The Texas House of Representatives, along with the state senate, makes up the state legislature. The legislature’s duties include consideration of laws, joint resolutions, constitutional amendments, and appropriation bills. The legislature also elects one of its members as speaker, who acts as presiding officer over the body and is responsible for maintaining order during debate, recognizing legislators who wish to speak, and making rulings on procedural matters.

During redistricting after the 2010 census, Republicans tried to maximize their seat share by concentrating Republican voters in as many districts as possible. But these efforts backfired, as the state’s demographics shifted rapidly and white suburban districts began to turn blue.

Incoming Democrat Rep. Jasmine Crockett will represent the Dallas-based 30th District. A progressive, she plans to sit on the House Education and Labor Committee and continue a legacy of pro-worker policy in Congress. Meanwhile, former Smith County Judge Nathaniel Moran will replace bombastic conservative U.S. Rep. Louie Gohmert in the Texas 1st District, based in East Texas.

Senate

The Texas Senate consists of 31 members elected for two-year terms. Each senator represents a district. Members are required to be citizens of the United States and qualified electors of Texas. In addition, a member must be at least 21 years old. Members are sworn in at the beginning of each regular session. The presiding officer is the President Pro Tempore.

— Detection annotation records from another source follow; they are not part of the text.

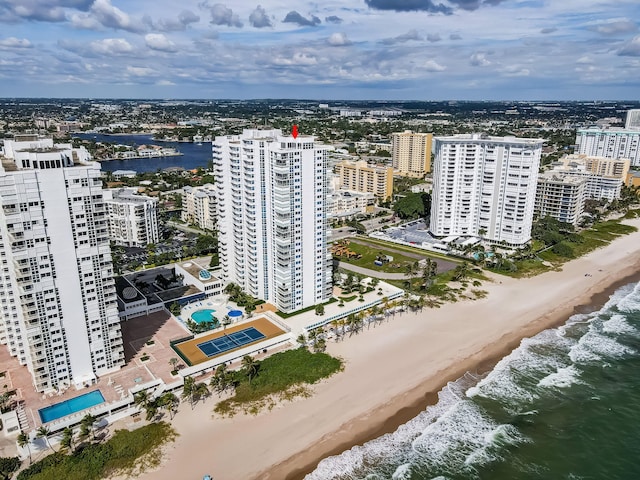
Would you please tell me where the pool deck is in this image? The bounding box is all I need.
[175,317,287,365]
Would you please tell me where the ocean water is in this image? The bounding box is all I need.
[306,284,640,480]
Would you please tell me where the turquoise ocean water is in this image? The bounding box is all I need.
[306,283,640,480]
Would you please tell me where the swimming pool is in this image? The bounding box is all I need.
[191,308,216,323]
[38,390,104,423]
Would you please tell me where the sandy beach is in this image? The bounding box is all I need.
[132,220,640,480]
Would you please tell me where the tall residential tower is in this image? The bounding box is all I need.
[391,130,432,177]
[213,130,331,312]
[429,134,543,246]
[0,138,124,391]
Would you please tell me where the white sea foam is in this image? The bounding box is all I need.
[466,330,574,406]
[391,463,411,480]
[610,283,640,313]
[306,285,640,480]
[538,365,580,388]
[602,313,640,335]
[569,325,634,363]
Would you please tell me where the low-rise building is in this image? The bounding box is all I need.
[181,183,216,230]
[534,170,588,225]
[104,188,160,247]
[550,154,630,202]
[335,160,393,201]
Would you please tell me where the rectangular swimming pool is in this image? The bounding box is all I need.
[198,327,266,357]
[38,390,104,423]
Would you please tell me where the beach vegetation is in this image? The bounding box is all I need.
[214,348,343,416]
[17,422,176,480]
[0,457,22,480]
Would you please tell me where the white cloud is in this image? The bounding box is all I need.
[89,38,133,55]
[469,52,491,67]
[0,37,33,49]
[144,33,178,52]
[327,32,351,47]
[127,65,156,77]
[273,52,318,66]
[90,0,142,32]
[424,60,447,72]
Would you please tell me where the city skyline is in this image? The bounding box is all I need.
[0,0,640,100]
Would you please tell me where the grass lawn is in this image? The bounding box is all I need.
[17,422,176,480]
[214,348,343,415]
[358,237,460,263]
[334,242,418,272]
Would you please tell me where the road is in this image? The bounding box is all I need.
[338,262,407,280]
[166,220,206,235]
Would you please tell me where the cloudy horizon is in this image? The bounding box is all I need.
[0,0,640,100]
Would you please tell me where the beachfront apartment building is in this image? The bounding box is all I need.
[334,160,393,201]
[0,139,124,392]
[180,183,216,230]
[549,154,630,202]
[429,134,543,247]
[624,108,640,130]
[212,129,332,312]
[575,128,640,167]
[329,190,376,219]
[535,170,588,225]
[104,188,160,248]
[391,130,433,177]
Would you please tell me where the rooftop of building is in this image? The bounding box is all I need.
[176,260,220,283]
[434,133,544,145]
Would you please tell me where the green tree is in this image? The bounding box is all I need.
[242,355,260,384]
[169,357,180,372]
[169,302,182,317]
[0,457,22,480]
[18,432,31,465]
[182,377,196,410]
[36,425,56,452]
[60,427,75,452]
[393,192,431,218]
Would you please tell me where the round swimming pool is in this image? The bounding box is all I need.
[191,308,216,323]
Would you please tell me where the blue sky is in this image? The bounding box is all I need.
[0,0,640,100]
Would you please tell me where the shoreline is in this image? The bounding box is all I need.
[282,263,640,480]
[132,219,640,480]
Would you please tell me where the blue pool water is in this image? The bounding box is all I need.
[191,308,215,323]
[38,390,104,423]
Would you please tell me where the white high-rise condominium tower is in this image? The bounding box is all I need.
[0,140,124,391]
[213,130,332,312]
[624,108,640,130]
[575,128,640,167]
[429,134,543,246]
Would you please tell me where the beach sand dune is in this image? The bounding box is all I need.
[132,220,640,480]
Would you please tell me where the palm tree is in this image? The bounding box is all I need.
[169,357,180,372]
[453,262,469,281]
[133,390,151,408]
[182,377,196,410]
[242,355,260,384]
[158,392,179,420]
[193,382,209,402]
[60,427,74,451]
[18,432,32,465]
[36,425,55,452]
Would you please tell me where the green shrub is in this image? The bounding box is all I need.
[17,422,176,480]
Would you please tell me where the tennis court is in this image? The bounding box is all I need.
[198,327,266,357]
[171,316,286,366]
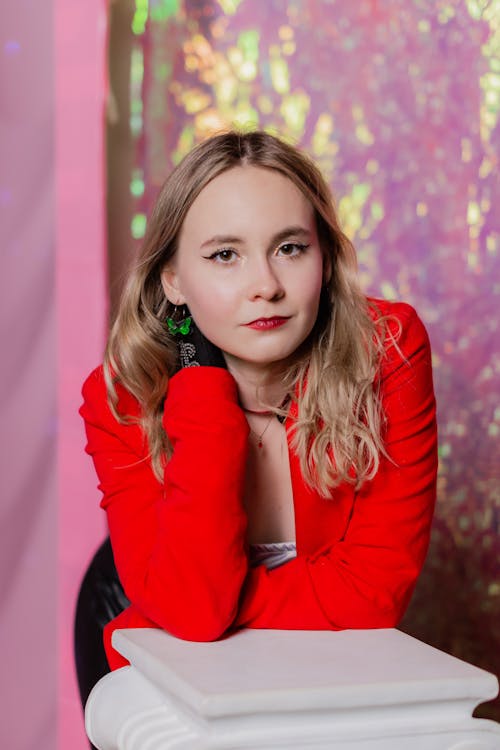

The state’s Senate delegation comprises 22 Republicans and 13 Democrats. The twelve Democrats fall into three general groups in regard to their location on the ideological spectrum. The most liberal senators are Sarah Eckhardt of Austin and Roland Gutierrez of San Antonio, both of whom have Lib-Con Scores that are significantly more liberal than those of all other Texas Democrats. At the other end of the spectrum are senators Mayes Middleton of Galveston and Bob Hall of Edgewood, who have Lib-Con scores that are more conservative than those of all other Texas Republicans. They are joined by one other Republican, Bryan Hughes of Mineola.

Governor

The state is allocated two members of the U.S. Senate and 36 in the House for the 116th Congress. Until this year, all but one of the Texas governors since annexation into the United States have been Protestants — mostly Baptists and Methodists. The current governor is Greg Abbott, who has been in office for 12 years.

The partisan breakdown of congressional delegations from Texas can change with each election cycle as districts are redrawn. Despite these changes, the state remains firmly in Republicans’ hands.

Among the new Texans in Congress, Jasmine Crockett represents the Democratic-held Dallas district, which has been represented by Eddie Bernice Johnson since 1993. The proud progressive has a reputation for challenging established positions on issues such as gun ownership. She has aligned herself with the liberal House Freedom Caucus in the past. Beto O’Rourke, who won the Democratic primary for the 3rd District, has a progressive record as a member of the state House and endorsed the assault weapons ban in 2022.

Attorney General

The Texas attorney general oversees all state agencies, issues legal opinions upon request of the governor or state officials and defends challenges to Texas laws and suits against state employees and boards in federal court. Attorneys in the office are seen as a bellwether for the national conservative legal movement.

Three decades ago, states’ attorneys general were mostly bureaucratic workhorses chasing child support and defending state agencies against lawsuits. But starting in the 1990s, some Republican-led offices took a more active role in waging ideological wars on federal courts and in Congress.

Paxton is no exception. His office attracts lawyers who left plum jobs at law firms and politicians to join the agency, which he describes as “a beacon for the conservative legal movement.” His wins in major cases have protected prayer in public schools, religious liberty and stopping Environmental Protection Agency rules that regulated ponds, puddles and streams on private property. He’s seeking a seat on the House Ways and Means Committee to push tax cuts, deregulation and limiting abortion access.